When super Typhoon Haiyan struck the Philippines on 8 November 2013, an estimated 14 million people were affected and over 6,300 people were killed. Within hours of making landfall, Caritas Australia and the wider Caritas International network, which also includes Catholic Relief Services and NASSA/Caritas Philippines, were on the ground responding to an emergency which devastated entire communities.
Through the support of the Australian community, Caritas was able to provide emergency support to those affected including up to 20,000 tarpaulins, 1 million water purification tablets to help 16,000 families, 18,000 emergency shelter supply kits and 5,000 water, sanitation and hygiene kits, and 5,000 non-food item kits. For Caritas Australia’s partners on the ground, the fifth anniversary of the Typhoon is a chance to reflect not just on the extent of the devastation caused by the typhoon but also on recovery efforts and community restoration projects.
‘Mothers clung to their children. Even the very toughest people, police and military men (broke down). Strong winds and waves almost ‘ate alive’ several families living on the shore line of Tacloban,’ says Jing Rey Henderson, Communications and Partnership Development Coordinator at Caritas Philippines.
‘When we approached the affected communities and asked, ‘What kind of help do you need?’ people told us that they needed housing. At that time people told us that conditions were really bad for those living in temporary shelters.’
Since super Typhoon Haiyan, one of the other significant achievements of Caritas in the Philippines, through partnership with other members of the Caritas network, is emergency prevention, preparedness and mitigation. Subsequent hazard situations in the Philippines caused less damage and loss of life because of preparedness strategies.
‘More than the income we can make out of the environment, we need the environment to protect our home,’ local tribeswomen told me,’ Ms Henderson said.
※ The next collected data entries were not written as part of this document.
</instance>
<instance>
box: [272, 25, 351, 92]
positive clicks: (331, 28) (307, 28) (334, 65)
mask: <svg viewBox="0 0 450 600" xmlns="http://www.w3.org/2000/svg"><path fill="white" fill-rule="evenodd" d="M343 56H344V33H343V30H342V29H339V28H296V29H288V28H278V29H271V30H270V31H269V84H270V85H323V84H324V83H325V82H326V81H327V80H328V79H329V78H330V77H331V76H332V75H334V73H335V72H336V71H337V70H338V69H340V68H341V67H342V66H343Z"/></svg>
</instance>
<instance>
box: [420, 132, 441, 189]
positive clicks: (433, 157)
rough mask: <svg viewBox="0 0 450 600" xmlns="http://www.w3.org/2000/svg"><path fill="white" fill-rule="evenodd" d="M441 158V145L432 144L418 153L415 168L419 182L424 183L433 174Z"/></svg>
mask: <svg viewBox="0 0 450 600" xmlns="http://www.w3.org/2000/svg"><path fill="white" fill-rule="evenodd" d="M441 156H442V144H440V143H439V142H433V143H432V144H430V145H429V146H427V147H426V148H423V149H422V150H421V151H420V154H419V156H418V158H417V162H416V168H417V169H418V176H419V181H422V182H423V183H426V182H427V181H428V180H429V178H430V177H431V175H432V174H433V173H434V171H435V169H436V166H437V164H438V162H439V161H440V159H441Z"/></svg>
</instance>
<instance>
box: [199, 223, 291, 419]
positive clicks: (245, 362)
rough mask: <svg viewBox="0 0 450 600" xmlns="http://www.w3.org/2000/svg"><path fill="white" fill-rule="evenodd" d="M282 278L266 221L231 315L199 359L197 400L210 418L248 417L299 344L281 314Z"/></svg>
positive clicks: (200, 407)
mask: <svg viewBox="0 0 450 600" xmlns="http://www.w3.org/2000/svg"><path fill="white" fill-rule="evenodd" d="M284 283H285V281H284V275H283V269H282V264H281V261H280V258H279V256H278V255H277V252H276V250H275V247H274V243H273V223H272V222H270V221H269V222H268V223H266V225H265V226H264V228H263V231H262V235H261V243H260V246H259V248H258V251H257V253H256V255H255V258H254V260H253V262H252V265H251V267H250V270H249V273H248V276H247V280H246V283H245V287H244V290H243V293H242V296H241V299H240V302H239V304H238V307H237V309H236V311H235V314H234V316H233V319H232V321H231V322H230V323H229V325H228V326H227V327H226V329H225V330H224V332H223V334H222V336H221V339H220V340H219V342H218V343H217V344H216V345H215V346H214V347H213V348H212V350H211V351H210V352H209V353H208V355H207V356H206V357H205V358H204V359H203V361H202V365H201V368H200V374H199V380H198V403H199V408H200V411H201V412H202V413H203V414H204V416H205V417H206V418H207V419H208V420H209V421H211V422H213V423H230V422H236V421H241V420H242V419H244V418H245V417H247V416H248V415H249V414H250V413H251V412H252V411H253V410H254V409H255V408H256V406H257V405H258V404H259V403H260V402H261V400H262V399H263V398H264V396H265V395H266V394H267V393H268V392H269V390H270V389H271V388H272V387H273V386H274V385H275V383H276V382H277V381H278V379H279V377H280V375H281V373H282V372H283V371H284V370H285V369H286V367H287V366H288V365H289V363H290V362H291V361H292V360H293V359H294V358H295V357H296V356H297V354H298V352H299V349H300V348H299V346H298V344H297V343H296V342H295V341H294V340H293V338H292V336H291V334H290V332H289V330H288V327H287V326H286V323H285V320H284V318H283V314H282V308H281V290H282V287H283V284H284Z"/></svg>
Your support of our super Typhoon Haiyan response and all the other emergencies that have elapsed since then, like (last month’s) Typhoon Mangkhut, is appreciated. What we can only promise is that we will make good on the donations and the generous support.’
An anniversary commemoration of super Typhoon Haiyan is taking place in the city of Palo, Leyte on 16-17 November. The memorial will pay tribute to the memory of the deceased and celebrate the work of recovery crews and volunteers.